Python internals: Symbol tables, part 1

Introduction

This article is the first in a short series in which I intend to explain how CPython [1] implements and uses symbol tables in its quest to compile Python source code into bytecode. In this part I will explain what a symbol table is and show how the general concepts apply to Python. In the second part I will delve into the implementation of symbol tables in the core of CPython.

So what is a symbol table?

As usual, it's hard to beat Wikipedia for a succinct definition:

In computer science, a symbol table is a data structure used by a language translator such as a compiler or interpreter, where each identifier in a program's source code is associated with information relating to its declaration or appearance in the source, such as its type, scope level and sometimes its location.
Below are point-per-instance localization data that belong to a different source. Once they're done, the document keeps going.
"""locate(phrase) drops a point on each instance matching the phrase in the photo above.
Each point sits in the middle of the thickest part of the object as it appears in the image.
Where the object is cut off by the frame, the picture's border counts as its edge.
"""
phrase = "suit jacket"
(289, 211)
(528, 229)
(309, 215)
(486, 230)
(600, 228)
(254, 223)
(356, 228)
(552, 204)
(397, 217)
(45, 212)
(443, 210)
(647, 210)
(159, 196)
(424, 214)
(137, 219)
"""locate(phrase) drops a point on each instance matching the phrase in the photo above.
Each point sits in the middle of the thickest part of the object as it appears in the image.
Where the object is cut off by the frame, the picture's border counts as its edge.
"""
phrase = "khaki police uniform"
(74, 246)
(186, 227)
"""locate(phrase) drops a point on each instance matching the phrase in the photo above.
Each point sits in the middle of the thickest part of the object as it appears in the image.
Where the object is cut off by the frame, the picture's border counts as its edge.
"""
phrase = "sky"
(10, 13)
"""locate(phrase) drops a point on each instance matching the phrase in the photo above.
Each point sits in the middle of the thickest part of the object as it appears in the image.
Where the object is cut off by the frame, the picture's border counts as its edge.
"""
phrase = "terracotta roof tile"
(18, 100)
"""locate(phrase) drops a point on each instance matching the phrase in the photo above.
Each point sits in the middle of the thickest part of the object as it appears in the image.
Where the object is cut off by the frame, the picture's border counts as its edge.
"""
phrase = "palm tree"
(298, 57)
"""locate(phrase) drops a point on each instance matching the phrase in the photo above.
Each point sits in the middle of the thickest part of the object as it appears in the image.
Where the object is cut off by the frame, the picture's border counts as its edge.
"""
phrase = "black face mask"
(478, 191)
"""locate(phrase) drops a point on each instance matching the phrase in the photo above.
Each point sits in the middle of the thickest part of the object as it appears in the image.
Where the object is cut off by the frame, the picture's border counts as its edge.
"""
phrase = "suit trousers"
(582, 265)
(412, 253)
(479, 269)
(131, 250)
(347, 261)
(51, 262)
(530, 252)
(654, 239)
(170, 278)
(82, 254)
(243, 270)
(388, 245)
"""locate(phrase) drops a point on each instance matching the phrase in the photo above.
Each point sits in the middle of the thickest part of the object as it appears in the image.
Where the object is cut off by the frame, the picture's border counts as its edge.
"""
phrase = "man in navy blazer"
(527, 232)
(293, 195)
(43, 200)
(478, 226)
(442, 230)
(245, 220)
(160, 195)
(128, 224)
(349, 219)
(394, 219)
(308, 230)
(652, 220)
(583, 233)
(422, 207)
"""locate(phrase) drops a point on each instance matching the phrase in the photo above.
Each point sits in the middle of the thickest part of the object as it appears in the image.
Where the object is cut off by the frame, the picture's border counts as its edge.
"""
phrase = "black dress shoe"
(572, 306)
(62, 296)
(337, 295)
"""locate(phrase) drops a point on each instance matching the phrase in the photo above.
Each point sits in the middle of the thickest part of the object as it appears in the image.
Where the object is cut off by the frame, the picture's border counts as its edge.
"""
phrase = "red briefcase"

Symbol tables are used by practically all compilers. They're especially important in statically typed languages where all variables have types and type checking by the compiler is an important part of the front-end.

Consider this C code:

int main()
{
    int aa, bb;

    bb = *aa;

    {
        int* aa;
        bb = *aa;
    }

    return 0;
}

There are two distinct assignments of the form bb = *aa here, but only the second one is legal. The compiler throws the following error when it sees the first one:

error: invalid type argument of ‘unary *’ (have ‘int’)

How does the compiler know that the * operator is given an argument of type int, which is invalid for this operator? The answer is: the symbol table. The compiler sees *aa and asks itself what the type of aa is. To answer this question it consults the symbol table it constructed earlier. The symbol table contains the declared types for all variables the compiler encountered in the code.

This example demonstrates another important concept - for most languages a single symbol table with information about all variables won't do. The second assignment is valid, because in the internal scope created by the curly braces aa is redefined to be of a pointer type. Thus, to correctly compile such code the C compiler has to keep a separate symbol table per scope [2].

A digression: "variables" in Python

So far I've been using the term "variable" liberally. Just to be on the safe side, let's clarify what is meant by variable in Python. Formally, Python doesn't really have variables in the sense C has. Rather, Python has symbolic names bound to objects:

aa = [1, 2, 3]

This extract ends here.